Does GPT-3 threaten your engineering job?
AI and GPT-3 seem to be everywhere in the last few months.
With ChatGPT we finally seem to be one step closer to realising the type of artificial intelligence we have seen in movies.
Obviously, we are quite a way off from Terminator-like AI. Your life might not be at threat just yet but what about your job?
Let’s have a look at what ChatGPT can do and whether we should be worried just yet.
What is ChatGPT?
ChatGPT is an AI chatbot that has been trained on various programming languages as well as other sources to help developers write and debug their code by having a conversation with it.
The point of ChatGPT is to be an assistant rather than a replacement for programmers but some people are already saying that it may replace us all one day.
What can ChatGPT do?
So let’s have a look at an example and see what we can get ChatGPT to do for us.
I asked ChatGPT the following:
This was the reply I got:
Ok wow, it actually produced some comprehensible code. This is the code if you are interested:
import requests
from bs4 import BeautifulSoup
URL = "https://books.toscrape.com/"
page = requests.get(URL)
soup = BeautifulSoup(page.content, 'html.parser')
results = soup.find(class_='side_categories')
self_help_link = results.find_all('a')[1]['href']
URL = URL + self_help_link
page = requests.get(URL)
soup = BeautifulSoup(page.content, 'html.parser')
results = soup.find(class_='product_pod')
top_self_help_books = []
for result in results:
book_title = result.h3.a['title']
top_self_help_books.append(book_title)
print(top_self_help_books)
Does it work though? No.
I get the following error when I try and run it:
Traceback (most recent call last):
File "/Users/alex/Projects/chatgpt.py", line 19, in <module>
book_title = result.h3.a['title']
File "/usr/local/lib/python3.10/site-packages/bs4/element.py", line 965, in __getattr__
raise AttributeError(
AttributeError: 'NavigableString' object has no attribute 'h3'
Not off to a great start.
Let’s try asking it to fix its own code. So are asked the following:
This was its response:
When I make the change it suggests, the code actually runs and gives me an output:
["It's Only the Himalayas", 'Full Moon over Noah’s Ark: An Odyssey to Mount Ararat and Beyond', 'See America: A Celebration of Our National Parks & Treasured Sites', 'Vagabonding: An Uncommon Guide to the Art of Long-Term World Travel', 'Under the Tuscan Sun', 'A Summer In Europe', 'The Great Railway Bazaar', 'A Year in Provence (Provence #1)', 'The Road to Little Dribbling: Adventures of an American in Britain (Notes From a Small Island #2)', 'Neither Here nor There: Travels in Europe', '1,000 Places to See Before You Die']
Although these clearly aren’t self-help books. I can see from the code that it has just picked the second link in the list (which is Travel) rather than finding the words Self Help.
Let’s see if I can get it to fix itself again.
This was what it came back with:
So exactly the same code as before pretty much, which would still give me back the travel books.
Still, the fact that it came back with any code at all is still pretty amazing, even if it did require a bit of prompting to make it actually work.
Could ChatGPT replace programmers?
It is still early days for ChatGPT and what it can do is already promising.
I can see ChatGPT being a useful tool for beginners who don’t even know where to start. Even just as an aide for programmers to write code quicker.
It would have only taken me 20 minutes or so to write the above example myself after factoring in looking at the website’s source code. ChatGPT was still quicker though, even with the mistakes.
You do have to be quite specific with the requests though but I can see ChatGPT getting better with this over time.
ChatGPT is currently free to try out but it is costing OpenAI a staggering $3 million a month. Apparently each word generated costs $0.0003. This can soon add up, especially with the wordy examples I have tried.

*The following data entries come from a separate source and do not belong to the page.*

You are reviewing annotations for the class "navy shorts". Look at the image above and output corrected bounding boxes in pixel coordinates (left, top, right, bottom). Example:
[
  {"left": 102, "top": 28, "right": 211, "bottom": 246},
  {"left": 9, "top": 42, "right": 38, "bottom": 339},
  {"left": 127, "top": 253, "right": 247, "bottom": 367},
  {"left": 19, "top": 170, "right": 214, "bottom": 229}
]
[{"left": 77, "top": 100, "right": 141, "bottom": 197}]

As we have seen the accuracy is not that great either. It seems to generate code with errors and can’t always fix all the ones that it is given. This is why StackOverflow have banned responses generated with ChatGPT.
If the cost comes down and the responses are accurate then I can see some programmers being out of a job in a few more years.

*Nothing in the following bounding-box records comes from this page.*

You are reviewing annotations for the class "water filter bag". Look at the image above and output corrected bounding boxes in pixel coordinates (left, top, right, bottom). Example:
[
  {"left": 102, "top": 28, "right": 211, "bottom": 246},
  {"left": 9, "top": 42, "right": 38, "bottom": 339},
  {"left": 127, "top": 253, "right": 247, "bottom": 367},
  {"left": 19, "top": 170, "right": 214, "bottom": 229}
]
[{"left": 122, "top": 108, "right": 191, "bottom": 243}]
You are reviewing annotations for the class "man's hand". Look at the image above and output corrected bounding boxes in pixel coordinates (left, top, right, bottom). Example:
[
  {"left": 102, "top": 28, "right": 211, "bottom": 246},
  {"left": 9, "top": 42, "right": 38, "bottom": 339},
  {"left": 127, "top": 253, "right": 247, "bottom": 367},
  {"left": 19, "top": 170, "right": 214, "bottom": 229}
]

The programmers that are going to be affected are the ones that aren’t solving problems themselves and are simply copying and pasting from StackOverflow.
If we ever do find ourselves in a world where all code is being written by AI then possibly there will be a new job title, “AI Prompt Architects”. These people will carefully construct questions for GPT so that it generates the correct code.
I am pretty sure QA and SDET engineers are safe for a while. If we don’t trust experienced engineers to write fault-free code (which we shouldn’t) then I doubt we are going to trust AI-generated code anymore.